Según Joaquín Lavín, quien fuera candidato presidencial en 1999 y en la actualidad es el jefe de campaña de Evelyn Matthei, candidata democrática de centroderecha, la expresidenta socialista Michelle Bachelet “quiere llevar a Chile más hacia Venezuela, mientras que Matthei quiere llevar a Chile más hacia Alemania, por ponerlo crudamente”.

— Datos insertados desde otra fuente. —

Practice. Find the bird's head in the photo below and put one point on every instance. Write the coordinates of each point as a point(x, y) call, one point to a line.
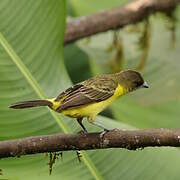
point(131, 80)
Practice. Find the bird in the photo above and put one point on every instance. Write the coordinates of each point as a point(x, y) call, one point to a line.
point(88, 98)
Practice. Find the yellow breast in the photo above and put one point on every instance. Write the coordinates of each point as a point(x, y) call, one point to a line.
point(93, 109)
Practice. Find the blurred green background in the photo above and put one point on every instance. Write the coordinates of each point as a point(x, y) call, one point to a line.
point(34, 64)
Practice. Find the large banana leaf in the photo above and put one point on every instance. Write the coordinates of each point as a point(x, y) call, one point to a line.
point(31, 66)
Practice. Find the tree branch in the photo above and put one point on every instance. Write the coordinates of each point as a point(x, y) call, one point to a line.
point(129, 139)
point(130, 13)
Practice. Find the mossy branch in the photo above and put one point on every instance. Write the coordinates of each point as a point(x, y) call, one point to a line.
point(128, 139)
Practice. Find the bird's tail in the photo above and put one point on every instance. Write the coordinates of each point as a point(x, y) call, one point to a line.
point(30, 104)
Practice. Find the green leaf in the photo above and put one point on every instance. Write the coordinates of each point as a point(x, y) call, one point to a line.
point(34, 31)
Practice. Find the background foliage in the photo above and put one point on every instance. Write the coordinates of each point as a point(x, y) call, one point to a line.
point(33, 64)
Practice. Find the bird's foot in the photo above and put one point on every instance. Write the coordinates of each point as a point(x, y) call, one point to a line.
point(104, 132)
point(82, 132)
point(78, 153)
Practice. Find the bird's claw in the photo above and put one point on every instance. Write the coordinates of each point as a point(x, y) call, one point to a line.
point(78, 155)
point(103, 133)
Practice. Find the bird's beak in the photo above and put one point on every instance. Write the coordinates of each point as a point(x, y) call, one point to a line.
point(145, 85)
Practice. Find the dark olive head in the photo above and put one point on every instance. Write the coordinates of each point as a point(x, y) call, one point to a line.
point(131, 80)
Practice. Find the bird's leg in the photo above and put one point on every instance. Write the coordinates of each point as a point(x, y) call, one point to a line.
point(91, 120)
point(78, 153)
point(79, 120)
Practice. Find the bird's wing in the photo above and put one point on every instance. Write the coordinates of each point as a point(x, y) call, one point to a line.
point(87, 92)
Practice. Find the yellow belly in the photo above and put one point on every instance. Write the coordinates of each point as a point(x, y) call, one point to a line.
point(93, 109)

Se refiere Lavín a que la señora Bachelet —quien fuera una moderada presidenta de izquierda democrática en el periodo 2006-2010 y es la gran favorita para ganar la contienda presidencial de mañana— se ha radicalizado hacia la izquierda, quizá porque ahora es apoyada por el Partido Comunista que representa al sector más extremista de la izquierda chilena, o porque se ha convencido a sí misma de que en un segundo periodo podría ejecutar las medidas radicales que no podía poner en práctica durante su primer mandato. Pero la radicalización de Bachelet en su segundo gobierno podría frenar el avance de Chile hacia el primer mundo e incluso aproximar el país a la izquierda radical que gobierna los países del Alba. En cambio, la propuesta de la candidata presidencial de la derecha democrática, Evelyn Matthei, consiste básicamente en impulsar a Chile por el mismo camino exitoso que ha recorrido en los últimos años el gobierno del presidente Sebastián Piñera, también de centro derecha, dándole un sesgo social orientado a incorporar a más chilenos al disfrute del crecimiento económico y a reducir la brecha social.
Piñera ha sido un presidente exitoso. Al término de su mandato, Chile tiene un PIB per cápita de 22,362 dólares, el mayor de América Latina; el crecimiento económico del país es de más del cinco por ciento; la inflación apenas es de tres por ciento anual; bajo su administración se han creado al menos 800,000 nuevos empleos formales y el desempleo se redujo a solo el 6.4 por ciento, el más bajo de los últimos 30 años. Además, con Piñera se incrementaron los salarios reales, fueron construidas o reconstruidas hasta el 98.5 por ciento de las viviendas devastadas por el terremoto ocurrido al final del gobierno anterior, y se ha establecido un impecable sistema de rendición de cuentas públicas.
Pero en América Latina la gente no siempre escoge lo mejor, cuando puede elegir de manera libre y limpia. Así lo confirma Chile, que está a punto de elegir por segunda vez a Michelle Bachelet a pesar de su amenaza de que su nuevo gobierno será más izquierdista y radical que el moderado que ella misma lideró hace algunos años. Al parecer Bachelet se ha contagiado con el virus populista y podría frenar el desarrollo económico progresivo que de manera admirable y ejemplar ha logrado Chile en las últimas tres décadas y media.
De manera que, como lo dijera figurativamente Joaquín Lavín, mañana los votantes chilenos estarán ante la encrucijada de seguir por el camino de la derecha, que conduce al primer mundo, o el de la izquierda radical, que lleva a situaciones desastrosas como las de Cuba y Venezuela. Pero esa será la decisión voluntaria de la mayoría de los electores chilenos, decisión que será respetada pero posiblemente se tendrá que lamentar.